COL1A2 as a diagnostic and predictive marker in osteoarthritis and the immune infiltration mechanism of osteoarthritis

doi: 10.16766/j.cnki.issn.1674-4152.003324
Funds:

 LHGJ20220 785

 2019A1 515110739

  • Received Date: 2023-03-06
    Available Online: 2024-03-09
  •   Objective  Osteoarthritis (OA) is a common degenerative joint disease, but its pathogenesis remains largely unclear. This study aimed to explore the key diagnostic markers and immune microenvironment involved in the development of OA, in order to provide references and assistance for diagnosis and treatment strategies of OA.  Methods  Gene expression datasets GSE169077 and GSE55235 from Gene expression omnibus (GEO) database were analyzed to identify key diagnostic marker genes and detect immune cell infiltration in OA.  Results  A total of 402 differentially expressed genes were obtained, including 230 up-regulated genes and 172 down-regulated genes. After screening and verification, COL1A2 was identified as a key diagnostic marker gene.

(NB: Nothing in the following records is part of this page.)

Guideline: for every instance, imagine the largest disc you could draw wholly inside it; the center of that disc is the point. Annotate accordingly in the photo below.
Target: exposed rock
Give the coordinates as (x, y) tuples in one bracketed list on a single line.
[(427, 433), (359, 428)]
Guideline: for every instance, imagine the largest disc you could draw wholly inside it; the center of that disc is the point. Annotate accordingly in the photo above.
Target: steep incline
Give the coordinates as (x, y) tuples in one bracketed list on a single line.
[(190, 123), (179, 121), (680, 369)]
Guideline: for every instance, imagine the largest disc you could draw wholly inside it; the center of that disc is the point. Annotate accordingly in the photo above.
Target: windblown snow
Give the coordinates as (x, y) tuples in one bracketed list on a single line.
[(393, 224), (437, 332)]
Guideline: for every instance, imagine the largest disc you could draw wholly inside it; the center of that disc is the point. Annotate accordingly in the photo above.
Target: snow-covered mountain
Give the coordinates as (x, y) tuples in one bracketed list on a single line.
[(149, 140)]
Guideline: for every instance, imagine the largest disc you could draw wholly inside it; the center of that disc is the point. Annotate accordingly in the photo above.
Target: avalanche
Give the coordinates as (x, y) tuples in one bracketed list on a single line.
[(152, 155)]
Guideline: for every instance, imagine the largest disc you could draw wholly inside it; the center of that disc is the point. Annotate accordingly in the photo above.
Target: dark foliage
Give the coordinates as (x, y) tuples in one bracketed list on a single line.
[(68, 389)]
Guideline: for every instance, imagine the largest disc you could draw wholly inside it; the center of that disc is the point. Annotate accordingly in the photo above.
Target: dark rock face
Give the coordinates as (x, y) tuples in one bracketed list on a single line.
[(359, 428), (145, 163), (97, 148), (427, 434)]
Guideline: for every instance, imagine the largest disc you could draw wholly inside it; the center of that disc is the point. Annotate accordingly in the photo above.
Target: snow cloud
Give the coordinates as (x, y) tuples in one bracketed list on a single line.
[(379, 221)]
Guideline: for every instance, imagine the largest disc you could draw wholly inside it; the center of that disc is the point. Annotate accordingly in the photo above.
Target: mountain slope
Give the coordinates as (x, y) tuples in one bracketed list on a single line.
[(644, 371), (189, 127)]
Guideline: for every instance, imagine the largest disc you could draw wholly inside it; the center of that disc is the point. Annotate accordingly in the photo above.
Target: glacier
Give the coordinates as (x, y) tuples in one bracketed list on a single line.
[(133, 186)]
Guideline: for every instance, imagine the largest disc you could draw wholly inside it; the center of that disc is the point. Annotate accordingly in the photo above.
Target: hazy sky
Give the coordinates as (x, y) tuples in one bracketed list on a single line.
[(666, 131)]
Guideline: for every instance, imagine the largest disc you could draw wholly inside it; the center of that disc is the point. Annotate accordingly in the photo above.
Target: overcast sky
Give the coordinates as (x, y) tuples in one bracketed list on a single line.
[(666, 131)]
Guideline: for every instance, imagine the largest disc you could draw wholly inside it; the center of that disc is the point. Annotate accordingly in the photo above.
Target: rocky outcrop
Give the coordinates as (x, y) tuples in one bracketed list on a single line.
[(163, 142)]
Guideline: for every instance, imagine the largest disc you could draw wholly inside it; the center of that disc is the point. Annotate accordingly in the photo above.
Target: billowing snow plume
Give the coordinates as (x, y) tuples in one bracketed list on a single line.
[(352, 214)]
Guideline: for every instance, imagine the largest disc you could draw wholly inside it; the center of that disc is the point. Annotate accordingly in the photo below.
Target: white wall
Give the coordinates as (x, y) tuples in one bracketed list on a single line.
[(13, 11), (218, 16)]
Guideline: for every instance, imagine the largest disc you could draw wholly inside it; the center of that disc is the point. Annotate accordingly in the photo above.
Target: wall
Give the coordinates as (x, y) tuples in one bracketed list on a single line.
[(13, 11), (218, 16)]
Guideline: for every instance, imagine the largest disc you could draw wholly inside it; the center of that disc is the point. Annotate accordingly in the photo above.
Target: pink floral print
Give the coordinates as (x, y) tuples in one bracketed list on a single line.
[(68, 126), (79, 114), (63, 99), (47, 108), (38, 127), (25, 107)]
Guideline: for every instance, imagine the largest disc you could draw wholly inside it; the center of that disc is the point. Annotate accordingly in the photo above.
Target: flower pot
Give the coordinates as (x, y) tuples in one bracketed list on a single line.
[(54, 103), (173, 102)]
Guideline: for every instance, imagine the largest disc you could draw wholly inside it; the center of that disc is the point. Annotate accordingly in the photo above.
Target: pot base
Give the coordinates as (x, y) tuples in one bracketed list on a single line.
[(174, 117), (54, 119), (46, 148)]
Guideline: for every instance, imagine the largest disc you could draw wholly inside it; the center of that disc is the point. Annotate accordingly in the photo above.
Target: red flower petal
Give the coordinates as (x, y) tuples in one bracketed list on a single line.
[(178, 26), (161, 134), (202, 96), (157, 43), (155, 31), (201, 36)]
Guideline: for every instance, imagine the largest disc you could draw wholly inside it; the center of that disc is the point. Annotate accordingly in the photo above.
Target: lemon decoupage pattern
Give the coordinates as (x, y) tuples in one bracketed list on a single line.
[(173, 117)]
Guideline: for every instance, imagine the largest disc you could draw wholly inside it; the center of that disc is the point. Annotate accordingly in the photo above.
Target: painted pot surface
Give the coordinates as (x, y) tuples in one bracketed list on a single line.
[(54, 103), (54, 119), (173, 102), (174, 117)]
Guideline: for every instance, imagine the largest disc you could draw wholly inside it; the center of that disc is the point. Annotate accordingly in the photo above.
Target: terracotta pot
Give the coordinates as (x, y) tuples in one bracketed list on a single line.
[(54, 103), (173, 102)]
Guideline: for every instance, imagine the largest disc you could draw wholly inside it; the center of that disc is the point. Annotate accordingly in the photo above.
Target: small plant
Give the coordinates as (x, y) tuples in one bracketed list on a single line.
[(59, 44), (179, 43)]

Analysis of immune cell infiltration showed that neutrophils, dendritic cells, NK cells, T cells, monocytes and macrophages were highly expressed in the OA immune microenvironment.  Conclusion  This study finds that COL1A2 gene may be a key diagnostic marker for OA. COL1A2 may exert biological effects through extracellular matrix (ECM) receptor pathway, focal adhesion (FA) signaling pathway, etc. Neutrophils, dendritic cells, NK cells, T cells and other immune cells play an important role in the immune microenvironment changes of OA. The results help to further understand the pathogenesis of OA and provide a reference for diagnosis and treatment.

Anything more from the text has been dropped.